Pay equity advocates claim to correct labour market flaws that arise from discrimination against women. They believe that systemic discrimination exists against female-dominated professions and they want to base the payment for jobs on effort and skill (as expressed in various formulae) rather than on their market value.

These formulae are intellectually worthless. A job may require great skill and effort -- poet, for instance -- but attract few customers. Nor is there a single scale of value whereby we can equate the risks of a policeman's life with the discomforts of a nurse's. Pay equity is pre-scientific mumbo-jumbo.

And where is the need for it? It is already illegal to pay unequal wages to equally qualified men and women who do the same job. Nor, despite much mythologizing, is there much evidence for sex discrimination in wages: Single men and women earn practically the same income, and single educated women earn more than single educated men.

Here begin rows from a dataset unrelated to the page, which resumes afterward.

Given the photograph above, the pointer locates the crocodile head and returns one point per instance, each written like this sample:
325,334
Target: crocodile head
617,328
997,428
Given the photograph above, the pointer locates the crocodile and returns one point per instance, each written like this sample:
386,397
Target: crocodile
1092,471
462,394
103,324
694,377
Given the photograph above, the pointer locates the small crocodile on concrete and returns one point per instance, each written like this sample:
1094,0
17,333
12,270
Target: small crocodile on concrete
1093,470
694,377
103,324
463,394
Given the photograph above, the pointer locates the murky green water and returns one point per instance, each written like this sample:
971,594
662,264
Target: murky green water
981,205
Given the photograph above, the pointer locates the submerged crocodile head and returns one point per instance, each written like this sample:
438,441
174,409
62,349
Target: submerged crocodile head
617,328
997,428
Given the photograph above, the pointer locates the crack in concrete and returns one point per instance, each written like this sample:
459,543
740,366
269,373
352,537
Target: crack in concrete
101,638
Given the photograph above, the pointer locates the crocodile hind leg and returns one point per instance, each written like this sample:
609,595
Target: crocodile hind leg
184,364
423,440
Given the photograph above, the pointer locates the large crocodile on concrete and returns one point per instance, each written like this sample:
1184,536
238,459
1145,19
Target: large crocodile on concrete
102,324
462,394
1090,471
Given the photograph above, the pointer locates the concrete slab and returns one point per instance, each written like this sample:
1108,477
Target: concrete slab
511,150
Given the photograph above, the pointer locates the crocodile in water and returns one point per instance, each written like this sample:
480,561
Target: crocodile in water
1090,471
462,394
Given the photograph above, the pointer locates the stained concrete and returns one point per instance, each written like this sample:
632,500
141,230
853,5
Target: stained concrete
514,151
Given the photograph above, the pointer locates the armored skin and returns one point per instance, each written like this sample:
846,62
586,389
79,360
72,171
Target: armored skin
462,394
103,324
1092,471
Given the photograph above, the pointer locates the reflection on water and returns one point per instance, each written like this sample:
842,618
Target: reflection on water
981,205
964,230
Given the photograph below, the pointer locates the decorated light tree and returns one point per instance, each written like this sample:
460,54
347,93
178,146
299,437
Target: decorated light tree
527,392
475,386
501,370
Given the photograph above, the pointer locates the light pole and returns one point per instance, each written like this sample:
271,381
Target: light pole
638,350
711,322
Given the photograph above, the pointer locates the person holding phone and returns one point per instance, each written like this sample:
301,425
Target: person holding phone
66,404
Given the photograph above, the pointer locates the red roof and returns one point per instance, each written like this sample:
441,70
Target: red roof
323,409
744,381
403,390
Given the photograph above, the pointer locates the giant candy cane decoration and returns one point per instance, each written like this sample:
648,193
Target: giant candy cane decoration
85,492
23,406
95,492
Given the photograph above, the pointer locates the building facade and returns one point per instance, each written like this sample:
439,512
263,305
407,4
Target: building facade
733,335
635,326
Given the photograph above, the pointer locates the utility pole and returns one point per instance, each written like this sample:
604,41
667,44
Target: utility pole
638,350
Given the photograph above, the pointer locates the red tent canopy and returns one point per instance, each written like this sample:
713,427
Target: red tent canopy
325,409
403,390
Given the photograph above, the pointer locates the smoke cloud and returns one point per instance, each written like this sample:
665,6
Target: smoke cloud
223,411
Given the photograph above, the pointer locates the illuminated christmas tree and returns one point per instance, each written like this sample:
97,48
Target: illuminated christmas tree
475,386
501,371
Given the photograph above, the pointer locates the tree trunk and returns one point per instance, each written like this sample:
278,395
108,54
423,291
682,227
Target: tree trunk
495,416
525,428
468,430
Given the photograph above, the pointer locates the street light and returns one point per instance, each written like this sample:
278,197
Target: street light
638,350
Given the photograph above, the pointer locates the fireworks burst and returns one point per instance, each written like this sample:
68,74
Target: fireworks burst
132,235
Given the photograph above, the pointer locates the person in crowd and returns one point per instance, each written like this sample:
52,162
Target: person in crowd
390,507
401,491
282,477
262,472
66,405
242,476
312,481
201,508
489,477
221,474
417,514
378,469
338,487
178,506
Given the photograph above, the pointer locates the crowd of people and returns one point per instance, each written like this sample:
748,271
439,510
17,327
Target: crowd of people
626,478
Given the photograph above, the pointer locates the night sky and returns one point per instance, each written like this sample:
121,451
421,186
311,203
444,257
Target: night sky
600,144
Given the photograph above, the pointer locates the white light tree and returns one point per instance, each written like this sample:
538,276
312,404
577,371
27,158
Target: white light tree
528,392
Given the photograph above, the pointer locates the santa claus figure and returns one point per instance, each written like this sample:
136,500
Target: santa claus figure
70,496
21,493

What explains the apparent wage gap is that women are more likely to choose less-remunerated jobs that give them the flexibility both to combine work and family and to leave the labour market temporarily to raise children.

"Pay equity" rests on thin air.

Now, a 10-year-old pay equity document has shown it to be legally groundless too. In 1989, Diana Neathway, a pay equity commissioner, reviewed a claim by the Ontario Nurses Association (who wanted pay equity with police) that alleged one employer, the regional municipality of Haldimand-Norfolk, was bargaining in bad faith. Ms. Neathway concluded the nurses' complain was unjustified.

Shortly after, however, she left the Ontario Pay Equity Commission. Her supervisor, Murray Lapp, promptly ordered the parties to resume negotiations, signing this order under Ms. Neathway's name and asserting that the nurses' case was justified. This fraudulent letter served as the basis for six decisions made by the pay equity tribunal -- one declaring the police a proper comparison for nurses. Those six rulings in turn became a precedent, quoted in 36 later pay equity rulings that have cost the Ontario taxpayer millions.

What other legal and ethical breaches have occurred in the "administration" of pay equity? How many other orders signed by Mr. Lapp need to be examined? An inquiry is not the answer. A request for a review would first go before the pay equity tribunal! And an appeal to the courts would take years.

Nor should the 1997 forgery charge, however justified, against Mr. Lapp be re-instated. What is needed here is not a judicial penalty but a repeal of the system that Mr. Lapp helped inflict on Ontario. Premier Mike Harris, who championed the repeal of such illiberal laws as the quota-based employment equity legislation, should now end Ontario's pay equity system that was always fraudulent economics and is now known to be fraudulent law too.